Book Review

If You Dare by Adrianne Byrd

C-

Title: If You Dare
Author: Adrianne Byrd
Publication Info: HarperCollins 2004
ISBN: 0-060-565373
Genre: Contemporary Romance


Back in the day when I had a little less of a clue about how to choose a romance than I do now, I added a bunch of novels to my Books(not)Free queue based on how they scored on the Cover Controversy contest at LLB. I’m totally serious. I judged books by their covers, with this misguided sense that a publisher wouldn’t bother to put a solid cover on a book unless the contents inside justified the excellent art direction. Yeah, I know. Dumb as hell.

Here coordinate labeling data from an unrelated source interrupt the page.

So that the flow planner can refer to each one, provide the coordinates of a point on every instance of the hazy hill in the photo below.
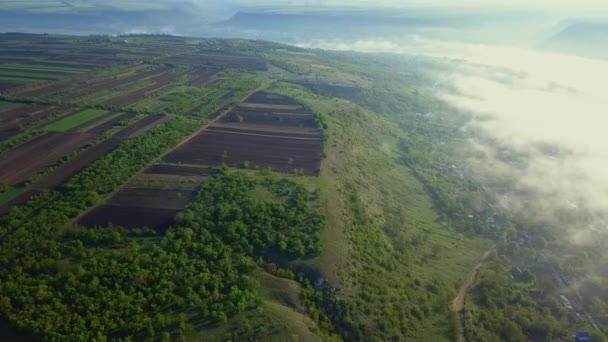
(582, 38)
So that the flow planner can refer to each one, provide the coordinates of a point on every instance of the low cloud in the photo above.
(549, 107)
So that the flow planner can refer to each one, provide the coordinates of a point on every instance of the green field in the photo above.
(9, 194)
(374, 244)
(75, 120)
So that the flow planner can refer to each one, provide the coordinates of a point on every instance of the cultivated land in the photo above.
(165, 188)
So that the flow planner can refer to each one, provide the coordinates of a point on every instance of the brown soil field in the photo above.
(9, 132)
(219, 60)
(72, 167)
(4, 86)
(129, 217)
(95, 122)
(106, 84)
(23, 162)
(284, 132)
(26, 115)
(13, 121)
(18, 201)
(98, 130)
(152, 198)
(141, 126)
(269, 118)
(168, 182)
(278, 153)
(136, 95)
(267, 98)
(179, 170)
(203, 78)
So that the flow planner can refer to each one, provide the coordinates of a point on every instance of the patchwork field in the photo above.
(282, 140)
(23, 162)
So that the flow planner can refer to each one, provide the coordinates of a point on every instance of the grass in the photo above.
(279, 316)
(270, 106)
(75, 120)
(397, 264)
(43, 68)
(10, 194)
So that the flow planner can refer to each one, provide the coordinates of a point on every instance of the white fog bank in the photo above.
(532, 98)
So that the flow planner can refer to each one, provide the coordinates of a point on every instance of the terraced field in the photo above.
(258, 138)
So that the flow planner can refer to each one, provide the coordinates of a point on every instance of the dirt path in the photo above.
(458, 302)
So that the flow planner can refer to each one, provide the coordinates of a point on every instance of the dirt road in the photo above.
(458, 302)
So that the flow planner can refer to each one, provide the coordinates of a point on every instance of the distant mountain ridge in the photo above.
(582, 38)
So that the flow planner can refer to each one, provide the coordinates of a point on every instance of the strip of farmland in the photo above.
(26, 160)
(142, 126)
(158, 82)
(238, 150)
(106, 84)
(285, 141)
(129, 217)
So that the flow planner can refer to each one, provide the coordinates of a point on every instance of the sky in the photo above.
(553, 4)
(523, 99)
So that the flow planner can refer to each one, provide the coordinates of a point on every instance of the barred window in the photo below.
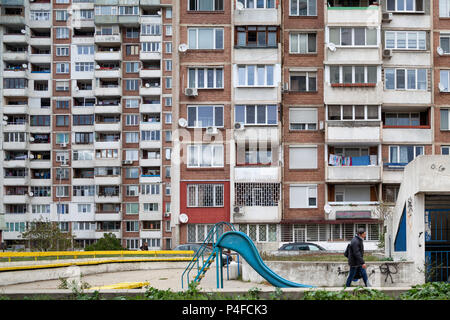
(205, 195)
(257, 194)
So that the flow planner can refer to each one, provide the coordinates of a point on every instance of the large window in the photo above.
(205, 195)
(205, 38)
(205, 116)
(256, 114)
(258, 4)
(353, 36)
(404, 154)
(303, 157)
(303, 43)
(205, 5)
(406, 40)
(205, 78)
(256, 36)
(255, 75)
(353, 112)
(302, 196)
(303, 81)
(406, 79)
(303, 8)
(405, 5)
(353, 75)
(302, 119)
(204, 156)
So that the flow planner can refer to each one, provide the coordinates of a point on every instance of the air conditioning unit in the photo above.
(387, 16)
(191, 92)
(387, 53)
(239, 126)
(211, 130)
(238, 210)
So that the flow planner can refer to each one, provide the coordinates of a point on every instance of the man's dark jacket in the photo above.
(356, 256)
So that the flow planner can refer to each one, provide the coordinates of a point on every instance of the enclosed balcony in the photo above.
(355, 12)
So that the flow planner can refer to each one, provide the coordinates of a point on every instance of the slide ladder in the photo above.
(243, 245)
(199, 265)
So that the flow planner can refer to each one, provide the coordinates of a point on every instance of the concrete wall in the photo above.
(334, 274)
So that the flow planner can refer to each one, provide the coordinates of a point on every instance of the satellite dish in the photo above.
(331, 46)
(182, 47)
(182, 122)
(183, 218)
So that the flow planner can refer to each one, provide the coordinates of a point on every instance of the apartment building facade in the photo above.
(156, 119)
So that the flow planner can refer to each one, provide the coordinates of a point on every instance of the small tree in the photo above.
(45, 235)
(383, 212)
(108, 242)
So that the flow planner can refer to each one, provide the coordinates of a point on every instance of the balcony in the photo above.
(269, 16)
(353, 174)
(364, 16)
(108, 55)
(353, 132)
(257, 133)
(113, 38)
(257, 174)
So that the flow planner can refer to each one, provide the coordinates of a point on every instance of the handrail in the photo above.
(208, 239)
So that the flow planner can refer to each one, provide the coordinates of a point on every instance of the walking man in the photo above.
(356, 258)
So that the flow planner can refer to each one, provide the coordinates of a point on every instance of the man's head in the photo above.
(362, 233)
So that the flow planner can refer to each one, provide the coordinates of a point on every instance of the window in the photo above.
(205, 38)
(150, 47)
(304, 157)
(444, 8)
(353, 75)
(205, 116)
(84, 66)
(402, 155)
(303, 119)
(257, 194)
(62, 67)
(302, 196)
(353, 112)
(205, 78)
(154, 135)
(132, 67)
(256, 114)
(256, 36)
(205, 5)
(406, 79)
(444, 80)
(205, 195)
(303, 81)
(353, 36)
(302, 43)
(203, 156)
(62, 33)
(444, 119)
(303, 8)
(411, 40)
(61, 15)
(405, 5)
(62, 51)
(255, 75)
(258, 4)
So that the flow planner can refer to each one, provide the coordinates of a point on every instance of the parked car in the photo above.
(301, 246)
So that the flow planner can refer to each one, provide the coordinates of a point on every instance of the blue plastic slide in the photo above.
(242, 244)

Most of the books I got out of this fit of superficiality were passable, though often bad,  but it did get me to think outside of my normal range of romantic reading to include some women’s fiction that targeted women older than myself, and featured some romantic elements. It also gave me a chance to read a black romance. I haven’t the foggiest idea why publishers force black romances into covers with cartoon figures on them, because nothing says ‘This book has two-dimensional, flat characters inside’ like a cartoon cover. Not the message I’d want to send, were I a publisher.

If You Dare features a non-cartoon cover, thankfully, and an art thief, Damien Black, who has just retired to Atlanta, where a scurrilous restaurateur has asked him to take on one more job. Not sure if he wants to trust the client, Damien visits the art museum where the heist is to take place, and meets the new director of the Atlanta Musuem, Angel Lafonte, who is smart, sophisticated, stunning, and the sister of Damien’s rather greasy, pushy potential client.

Angel is immediately knocked flat by Damien, and a puddle from a rainstorm, and he steals her cell phone and leaves her with his in order to ensure that he will see her again. Petty thievery and pickpocketing is a new technique in my experience of “ways the hero meets the heroine” plot devices, and instead of making Angel feel threatened and controlled, it causes her to up the stakes and steal something of his right back. A backbone she has, yes.

But only where the hero is concerned. Her sleazy brother has a tendency to treat her like an object — his object — and it’s more than creepy and gross. He has men following her, forcing her to dodge them in shopping malls, leaving her car at one entrance then hailing a cab from the other side of a crowded store. She tells him repeatedly to have his “goons” stop tailing her, but of course it continues.

He also has significant gambling debts, and has loan sharks after him, hence his pressuring Damien to take on one last job for him, a multi-million dollar heist from Angel’s art museum. Protecting his sister from himself is not something on darling brother’s mind, apparently, but woe be the man who gets near her while his goons are watching.

Meanwhile, a French cop, after Damien on the theory that he is le Phantome, a famous art thief who has eluded capture, has come to Atlanta, and begins following Damien wherever he can, tracking down his childhood friends and guardians, and generally shadowing Damien every step, regardless of what the Atlanta police think of his actions. Sadly, rental cars can’t keep up with Damien’s collection of sports cars, so Damien can lose him on the highway — so long as there’s no traffic.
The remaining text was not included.